Junto com o desenvolvimento econômico do regime militar herdamos recordes em desigualdade social e pobreza. Hoje nosso povo passa fome sem se saciar com os campos de soja. O desenvolvimento econômico foi concentrado geograficamente. O “bolo” cresceu e não foi dividido. Mais uma promessa descumprida. Essa herança de vinte anos de ditadura nem vinte anos de democracia conseguiram superar. Democracia é um caminho, mas exige destinos certos. Não há democracia para quem passa fome, para quem teve de sair da escola para viver nas ruas, para quem não tem moradia, para quem não tem aposentadoria. Não há democracia plena se as crianças e os idosos forem os mais pobres de nosso país.

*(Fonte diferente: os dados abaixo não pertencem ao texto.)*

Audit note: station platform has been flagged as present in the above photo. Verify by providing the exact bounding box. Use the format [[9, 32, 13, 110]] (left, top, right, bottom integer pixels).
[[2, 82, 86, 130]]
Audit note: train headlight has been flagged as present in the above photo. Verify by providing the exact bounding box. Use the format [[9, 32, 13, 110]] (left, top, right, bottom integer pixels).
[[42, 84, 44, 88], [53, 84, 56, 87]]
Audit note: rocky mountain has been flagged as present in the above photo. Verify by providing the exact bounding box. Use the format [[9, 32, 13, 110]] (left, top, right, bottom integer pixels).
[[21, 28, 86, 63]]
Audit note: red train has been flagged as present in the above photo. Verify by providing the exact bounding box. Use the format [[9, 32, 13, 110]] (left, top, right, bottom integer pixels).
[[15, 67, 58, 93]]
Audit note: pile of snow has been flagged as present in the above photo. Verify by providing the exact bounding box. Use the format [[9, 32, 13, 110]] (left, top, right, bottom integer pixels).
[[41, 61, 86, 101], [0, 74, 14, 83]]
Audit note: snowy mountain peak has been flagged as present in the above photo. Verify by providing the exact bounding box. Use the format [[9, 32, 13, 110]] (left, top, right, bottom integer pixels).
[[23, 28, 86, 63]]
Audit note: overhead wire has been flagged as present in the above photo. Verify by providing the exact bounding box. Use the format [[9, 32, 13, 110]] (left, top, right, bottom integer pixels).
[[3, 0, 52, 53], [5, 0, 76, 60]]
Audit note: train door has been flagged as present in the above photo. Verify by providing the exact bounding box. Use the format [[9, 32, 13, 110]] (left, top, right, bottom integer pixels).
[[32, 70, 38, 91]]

Isso tudo nos serve para lembrar a letra da Constituição. Na qualidade de cidadãos, de povo, devemos exercer o poder, devemos exigir exercer o poder. Participar da democracia não é apenas votar, mas permanecer participando. Toda eleição nos aliena do poder pelo período do mandato. Por isso as organizações do terceiro setor são tão importantes, porque elas são o veículo que permite a participação democrática do indivíduo, do cidadão, no dia-a-dia. O governo militar também se relacionou com a sociedade civil, mas, assim como Getúlio, a encarava de forma utilitarista, por isso concedia certificados de Utilidade Pública. Na democracia da nova Constituição, contudo, há um grande papel para o cidadão. E sem sociedade civil organizada com um outro papel, não utilitarista, não há como construir essa democracia.
Vinte anos depois dos vinte de ditadura, continuamos aprendendo e reconstruindo a democracia – e o papel de cada um, de cada ONG, é fundamental, porque o nosso subdesenvolvimento não é econômico: é político.
*Paulo Haus Martins é advogado.
[1] CF - 1967 - Art. 1º, § 1º - Todo poder emana do povo e em seu nome é exercido.
[2] CF - 1988 - Art. 1º - Parágrafo único. Todo o poder emana do povo, que o exerce por meio de representantes eleitos ou diretamente, nos termos desta Constituição.